Roto-translation scattering computes local descriptors that are invariant to small translation and arbitrary local rotations. First, load an image of reasonnable size

        x = uiuc_sample;

As for translation scattering, we need to precompute the wavelet operators. This time we use wavelet_factory_3d instead of wavelet_factory_2d

        Wop = wavelet_factory_3d(size(x));

As explained in [9], the roto-translation wavelet operators are identical to those obtained with wavelet_factory_2d ; yet the third operators is the roto translation wavelet transform :

>> Wop{3}

ans = 

    @(x)(wavelet_layer_3d(x,filters,filters_rot,scat_opt))

Here, we compute roto-translation scattering by calling scat function on x using the Wop operators.

        Sx = scat(x, Wop);

The above instruction lasts on a 2.4 GHz Core i7 about 15 seconds. If lesser resolution is needed, the antialiasing may be set to 0 (default is 1, which mean that scattering will be oversampled by a factor 2^1).

        filt_opt = struct;
        filt_opt_rot = struct;
        scat_opt.oversampling = 0;
        wavelet = wavelet_factory_3d(size(x), ...
            filt_opt, filt_opt_rot, scat_opt);
        Sx = scat(x, Wop);

Without antialiasing, it takes about 6 seconds.

As for translation scattering, one can format the output is a 3d matrix:

        sx = format_scat(Sx);

Display

The same image_scat function works with roto-translation scattering.
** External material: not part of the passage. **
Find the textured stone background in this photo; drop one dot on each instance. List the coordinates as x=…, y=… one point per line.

Calling it

     image_scat(Sx);

results in the three following figures :

One can also arrange the coefficient according to lexicographic order in \( (j_1,j_2) \) along rows and lexicographic order in \( (k_2, \theta_2) \) along columns (see [9] for definition of \( (k_2, \theta_2) \) )

% arrange scattering layer in lexicographic order
var_y{1}.name = 'j';
var_y{1}.index = 1;
var_y{2}.name = 'j';
var_y{2}.index = 2;
var_x{1}.name = 'k2';
var_x{1}.index = 1;
var_x{2}.name = 'theta2';
var_x{2}.index = 1;

big_img = image_scat_layer_order(Sx{3}, var_x, var_y, 1);
imagesc(big_img)
ylabel('j_1, j_2');
xlabel('k_2, \theta_2');

which results in the figure

Note that the spatial filters and the rotation filters may be obtained as second and third argument of wavelet_factory_3d :

    [wavelet, filters, filters_rot] = wavelet_factory_3d(size(x));

Example of invariance

Here, we check that the roto-translation scattering is indeed rotation invariant, by computing the scattering transformation of a rotated image and rotating back its outputs.

% this script demonstrates the rotation invariance 
% of the roto-translation scattering

x = uiuc_sample;
x = x(128:128+255, 128:128+255);

filt_opt = struct;
filt_rot_opt = struct;
% oversampling must be set to infty
% so that scattering of original and rotated
% image will be sampled at exactly the same points
scat_opt.oversampling = 10;

Wop = wavelet_factory_3d(size(x), filt_opt, filt_rot_opt, scat_opt);

% compute scattering of x
Sx = scat(x, Wop);
sx_raw = format_scat(Sx);

% compute scattering of x rotated by pi/2
x_rot = rot90(x,1);
Sx_rot = scat(x_rot, Wop);
sx_rot_raw = format_scat(Sx_rot);

% rotate back every layer of output
for p = 1:size(sx_rot_raw,1)
	 tmp = rot90(squeeze(sx_rot_raw(p,:,:)), -1);
	 sx_rot_raw_back(p,:,:) = permute(tmp, [3, 1, 2]);
end

% compute norm ratio
norm_diff = sqrt(sum((sx_rot_raw_back(:)-sx_raw(:)).^2));
norm_s = sqrt(sum((sx_raw(:)).^2));
norm_ratio = norm_diff/norm_s

This script is in demo/core/demo_scat_3d_pyramid_rotation_invariance.m. Executing it result in a relative norm of

norm_ratio =

  1.2552e-08

This means that every local descriptors sx(u1, u2, :) that describes the patch located in u1,u2 are invariant to rotation.